For all those times I wonder if I have any nurturing, maternal, or uniquely feminine drive in me there are equally as many times — recently — where I find myself doing odd, very unlike-Sara, type things. Just yesterday I had a random (but quickly passing) thought that I might even get into scrap-booking. AGH!
I think I might have to call this burgeoning behavior creeping up within me nesting.
Thinking and praying through this adoption has slowly weaned me off of being obsessively introspective, so much so that I didn’t put this new behavior under a microscope until just this week. I think it was that for the first time in years my “To Be Filed” folder was empty. (I know, for some of you, even the fact that I have a folder that serves as a purgatory for waiting papers before they’re filed seems odd in itself.)
However, in this there is still the looming sense that I am waiting, uncertain, unsure of what’s next and where and when it’s going to happen. With a real pregnancy there is a timeline that, give or take a month or two, provides some sort of framework for a woman’s available time to nest. With any adoption the timeline is fuzzy. Adding our move to Missouri into the mix just means more potential chaos.
A real estate agent just came through our house and so the reminder that all these details are hanging in suspension is fresh. Then, as she leaves, here’s what I hear one of the singers from the International House of Prayer singing over the webstream:
Prayer sounds so romantic, but at times feels so barren … in the waiting, it can feel so unbearable. God, I know you’re good. I know you are … but …why …why am I here for the thousandth time. Prayer is all I’ve got…

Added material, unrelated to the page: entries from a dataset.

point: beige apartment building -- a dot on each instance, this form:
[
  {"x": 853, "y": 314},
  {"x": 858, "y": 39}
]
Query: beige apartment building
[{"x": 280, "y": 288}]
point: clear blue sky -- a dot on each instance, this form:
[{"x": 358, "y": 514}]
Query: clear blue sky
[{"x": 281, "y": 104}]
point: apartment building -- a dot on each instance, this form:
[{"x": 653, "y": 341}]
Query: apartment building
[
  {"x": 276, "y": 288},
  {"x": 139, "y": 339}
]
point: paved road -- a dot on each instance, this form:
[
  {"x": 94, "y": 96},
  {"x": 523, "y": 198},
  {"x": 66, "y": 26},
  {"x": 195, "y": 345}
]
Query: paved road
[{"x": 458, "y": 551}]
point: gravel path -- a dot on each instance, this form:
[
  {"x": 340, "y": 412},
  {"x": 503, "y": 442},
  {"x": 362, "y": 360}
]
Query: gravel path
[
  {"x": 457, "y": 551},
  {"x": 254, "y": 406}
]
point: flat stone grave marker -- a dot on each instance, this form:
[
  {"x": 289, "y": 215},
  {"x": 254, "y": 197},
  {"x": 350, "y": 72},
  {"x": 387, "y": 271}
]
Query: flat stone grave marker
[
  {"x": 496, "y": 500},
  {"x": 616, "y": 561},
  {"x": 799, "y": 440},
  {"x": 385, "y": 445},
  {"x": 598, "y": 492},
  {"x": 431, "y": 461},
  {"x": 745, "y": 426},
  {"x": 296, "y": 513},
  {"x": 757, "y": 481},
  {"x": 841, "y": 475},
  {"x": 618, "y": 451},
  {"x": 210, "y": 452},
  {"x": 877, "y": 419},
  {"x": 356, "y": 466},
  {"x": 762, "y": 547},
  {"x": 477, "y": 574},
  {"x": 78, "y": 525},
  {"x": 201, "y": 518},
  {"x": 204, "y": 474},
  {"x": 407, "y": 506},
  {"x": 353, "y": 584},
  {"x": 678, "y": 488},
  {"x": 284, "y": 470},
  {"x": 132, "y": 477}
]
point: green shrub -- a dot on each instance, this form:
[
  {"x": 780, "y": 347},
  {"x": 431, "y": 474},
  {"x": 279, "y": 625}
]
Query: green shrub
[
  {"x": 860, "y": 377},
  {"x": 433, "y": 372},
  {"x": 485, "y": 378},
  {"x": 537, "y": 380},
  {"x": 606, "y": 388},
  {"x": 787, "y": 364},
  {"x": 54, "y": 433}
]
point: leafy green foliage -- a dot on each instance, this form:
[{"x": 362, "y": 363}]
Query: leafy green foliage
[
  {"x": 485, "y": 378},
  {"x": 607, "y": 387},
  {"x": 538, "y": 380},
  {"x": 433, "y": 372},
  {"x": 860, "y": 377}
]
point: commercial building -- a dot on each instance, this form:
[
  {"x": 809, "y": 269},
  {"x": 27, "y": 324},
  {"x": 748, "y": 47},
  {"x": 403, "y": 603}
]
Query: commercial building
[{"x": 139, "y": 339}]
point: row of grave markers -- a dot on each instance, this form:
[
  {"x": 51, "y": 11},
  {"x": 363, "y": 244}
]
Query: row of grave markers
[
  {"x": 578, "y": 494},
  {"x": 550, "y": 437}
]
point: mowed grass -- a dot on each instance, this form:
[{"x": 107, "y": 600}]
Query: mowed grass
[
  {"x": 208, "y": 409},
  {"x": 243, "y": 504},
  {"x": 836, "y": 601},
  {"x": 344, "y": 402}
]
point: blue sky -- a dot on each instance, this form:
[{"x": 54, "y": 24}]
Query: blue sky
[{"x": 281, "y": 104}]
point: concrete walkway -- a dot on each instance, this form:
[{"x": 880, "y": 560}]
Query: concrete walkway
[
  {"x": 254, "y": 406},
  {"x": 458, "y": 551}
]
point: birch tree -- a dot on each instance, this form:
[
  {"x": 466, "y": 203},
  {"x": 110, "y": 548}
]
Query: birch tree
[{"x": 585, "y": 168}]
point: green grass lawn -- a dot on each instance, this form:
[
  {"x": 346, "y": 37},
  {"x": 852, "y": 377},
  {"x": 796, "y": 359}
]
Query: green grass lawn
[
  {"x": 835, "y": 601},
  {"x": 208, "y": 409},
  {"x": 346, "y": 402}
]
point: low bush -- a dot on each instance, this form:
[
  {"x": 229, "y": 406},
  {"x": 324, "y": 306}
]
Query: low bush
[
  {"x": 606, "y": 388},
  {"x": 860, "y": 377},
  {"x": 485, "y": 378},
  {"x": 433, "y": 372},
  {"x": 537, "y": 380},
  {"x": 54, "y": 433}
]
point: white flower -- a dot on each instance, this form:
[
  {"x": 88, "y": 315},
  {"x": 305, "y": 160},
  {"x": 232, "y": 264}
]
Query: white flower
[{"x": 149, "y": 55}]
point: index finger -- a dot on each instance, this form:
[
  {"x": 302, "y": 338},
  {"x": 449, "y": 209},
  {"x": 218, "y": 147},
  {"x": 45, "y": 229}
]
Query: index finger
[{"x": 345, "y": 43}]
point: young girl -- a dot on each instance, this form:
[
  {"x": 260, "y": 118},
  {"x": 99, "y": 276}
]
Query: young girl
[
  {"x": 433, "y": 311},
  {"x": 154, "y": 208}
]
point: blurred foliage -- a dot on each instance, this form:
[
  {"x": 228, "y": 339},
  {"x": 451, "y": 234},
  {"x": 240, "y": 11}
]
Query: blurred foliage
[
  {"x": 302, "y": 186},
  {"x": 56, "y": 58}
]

For all those times I wish I had some amazing talent like songwriting (or, really, dancing … I’ll be honest, I can barely watch an ESPN team-cheer dance competition without picturing myself front and center), I am so appreciative that someone like Misty Edwards can put into words where I am.
If I go for too long in my day without re-aligning my mind, my heart, and my thinking with how God sees it and what He may be saying, I’m lost. I guess this post is feeling a lot like a dripping faucet given that many of my posts are lamenting the waiting period that God has us in.
Why are we here God? Drip. What are we doing God? Drip. Drip. What if we get all of our hopes wrapped up into what we think you’ve promised only to find it taken away, God? Drip. Drip. Drip. Will you be there to guide us? Can we trust you? And again, are you really who you say you are? Drip …
So, maybe I’m just typing this as a forewarning to Nate that — unlike most other woman who are expecting — my nesting has the potential to go on forever and ever, seeing as how we really don’t have a determined end point.
Though as I sit here soaking in the words of this woman half way across the country who, herself is waiting before God and wondering while she waits if the waiting will be worth it, while all-the-while knowing deep down that it’s producing in her something good … I don’t mind that this “pregnancy” is so unpredictable.
Now, as I finish, she’s singing:
You make all things beautiful … just in time. It’s just a matter of time.